Indeed, I know of two others like it – the dark blue one was featured in Jaguar World magazine last year, and is now for sale but has a very high mileage and the other turquoise one I tried and failed to buy twice, from different buyers, about a year apart, a few years back. The former has done around 160,000 miles I believe, and the other had been converted to LPG (urggh!) and had clocked 99,000 miles the last time I saw it in the North East in 2011.
Why is it so rare? Well, it’s the manual 4.0 litre variant of the X300, and this started off extremely thin on the ground and thanks to the ravages of rust and negligent owners has got scarcer and scarcer! Jaguar reputedly made two percent of all X300s manual, and most were 3.2 models, many being the base ‘poverty spec’ type. This is unusual because it has the far more desirable four litre engine (240BHP in stock tune); only a handful were made, and fewer still in Sport trim.
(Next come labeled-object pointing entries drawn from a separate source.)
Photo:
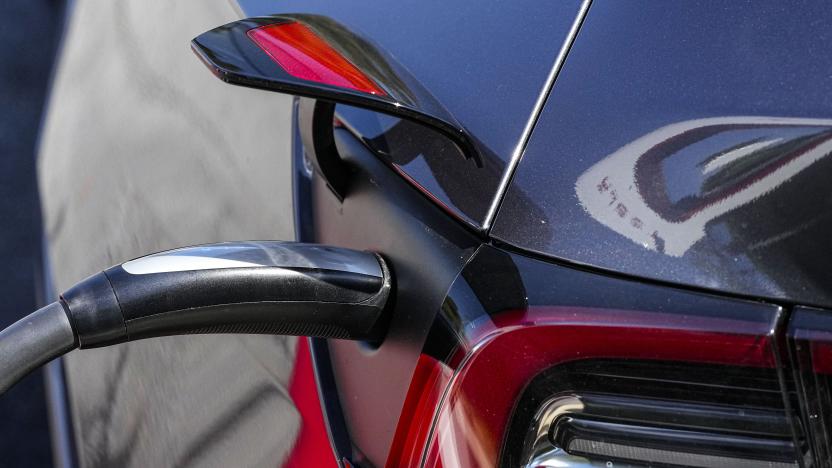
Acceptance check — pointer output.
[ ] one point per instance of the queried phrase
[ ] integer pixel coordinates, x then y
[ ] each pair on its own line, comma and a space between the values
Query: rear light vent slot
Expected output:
652, 414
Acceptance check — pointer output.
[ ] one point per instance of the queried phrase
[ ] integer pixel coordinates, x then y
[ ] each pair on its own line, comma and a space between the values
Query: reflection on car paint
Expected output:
662, 190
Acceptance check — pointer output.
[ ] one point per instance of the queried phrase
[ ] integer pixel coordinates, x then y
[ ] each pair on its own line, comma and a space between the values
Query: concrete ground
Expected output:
144, 150
29, 31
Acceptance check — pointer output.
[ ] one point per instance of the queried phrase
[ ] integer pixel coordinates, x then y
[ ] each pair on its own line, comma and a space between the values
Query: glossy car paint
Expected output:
687, 143
478, 60
507, 318
385, 214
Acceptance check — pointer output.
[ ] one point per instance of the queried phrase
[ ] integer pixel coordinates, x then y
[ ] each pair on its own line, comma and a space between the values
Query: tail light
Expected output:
533, 364
810, 346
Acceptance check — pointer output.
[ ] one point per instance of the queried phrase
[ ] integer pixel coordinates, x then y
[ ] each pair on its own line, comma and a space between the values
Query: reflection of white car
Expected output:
630, 192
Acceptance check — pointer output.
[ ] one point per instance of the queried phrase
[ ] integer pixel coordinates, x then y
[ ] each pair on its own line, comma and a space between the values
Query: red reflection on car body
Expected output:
312, 447
303, 54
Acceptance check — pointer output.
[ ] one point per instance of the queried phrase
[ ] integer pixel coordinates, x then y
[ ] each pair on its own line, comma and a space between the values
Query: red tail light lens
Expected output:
510, 323
303, 54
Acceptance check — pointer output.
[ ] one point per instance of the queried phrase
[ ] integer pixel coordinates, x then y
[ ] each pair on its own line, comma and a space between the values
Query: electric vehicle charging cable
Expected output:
261, 287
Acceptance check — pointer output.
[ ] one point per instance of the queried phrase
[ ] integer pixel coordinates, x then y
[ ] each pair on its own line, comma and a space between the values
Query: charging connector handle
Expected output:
267, 287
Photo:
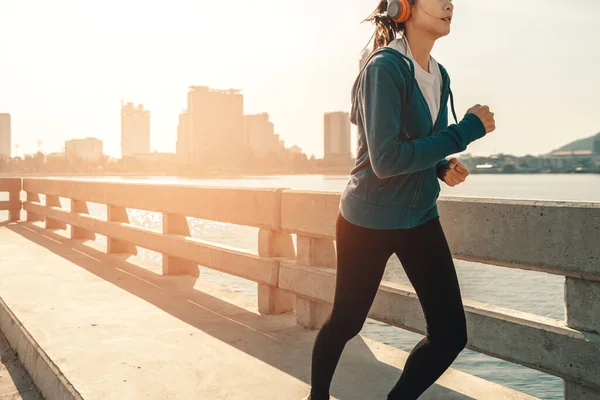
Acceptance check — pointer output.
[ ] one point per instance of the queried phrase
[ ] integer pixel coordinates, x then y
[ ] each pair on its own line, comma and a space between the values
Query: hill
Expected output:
581, 144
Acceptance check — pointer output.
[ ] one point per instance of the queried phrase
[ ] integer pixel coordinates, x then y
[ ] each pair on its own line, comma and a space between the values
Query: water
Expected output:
532, 292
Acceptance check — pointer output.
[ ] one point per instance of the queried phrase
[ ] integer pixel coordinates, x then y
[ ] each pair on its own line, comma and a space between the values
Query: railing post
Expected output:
582, 300
177, 225
115, 246
314, 252
33, 198
14, 214
274, 244
78, 206
54, 201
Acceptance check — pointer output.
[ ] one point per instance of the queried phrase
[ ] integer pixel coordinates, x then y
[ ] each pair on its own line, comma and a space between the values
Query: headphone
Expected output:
399, 10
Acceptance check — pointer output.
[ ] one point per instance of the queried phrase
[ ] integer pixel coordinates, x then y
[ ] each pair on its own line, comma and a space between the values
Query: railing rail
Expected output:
13, 204
561, 238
The Getrag 290 gearbox totally transforms the way the car drives. It’s uncanny – in automatic form the X300 is a quick, smooth, confident, imperious conveyance. It’s fast but never tries too hard, relying on that thick spread of torque to push it along effortlessly. But in manual form it becomes a roaring beast, a rip-snorting tarmac scorcher. Despite the chassis being identical to the automatic version, it comes alive and you’re reminded you’re driving a big car with race-bred suspension that’s far better connected to your every steering input.
The 4.0 AJ16 engine – freed from that ZF 4 speed auto box – thrusts the car forward, giving a fast pull-away from rest but really beginning to shift from about 50MPH in second gear when the revs go past 3,000RPM and there’s a gorgeous induction roar from the motor as things go surging forth. Being an in-line six, most of the power comes high up the rev band, not that it’s exactly short lower down, but it’s easy to find yourself surging far north of 100MPH in third gear as the car picks up its skirt and runs, where legal of course!
The manual 4.0 is ‘performance car’ fast, if not quite ‘supercar fast’. In lightly tuned spec – with the Stodart crank position sensor mod (firstname.lastname@example.org) for example – you’re looking at 6.5 seconds to 60MPH, which is great for a car of this weight. And it’s all done in the vault-like solidity and sofa-like comfort of the XJ6’s surroundings – something you won’t find anywhere else, short of an XJ-S maybe!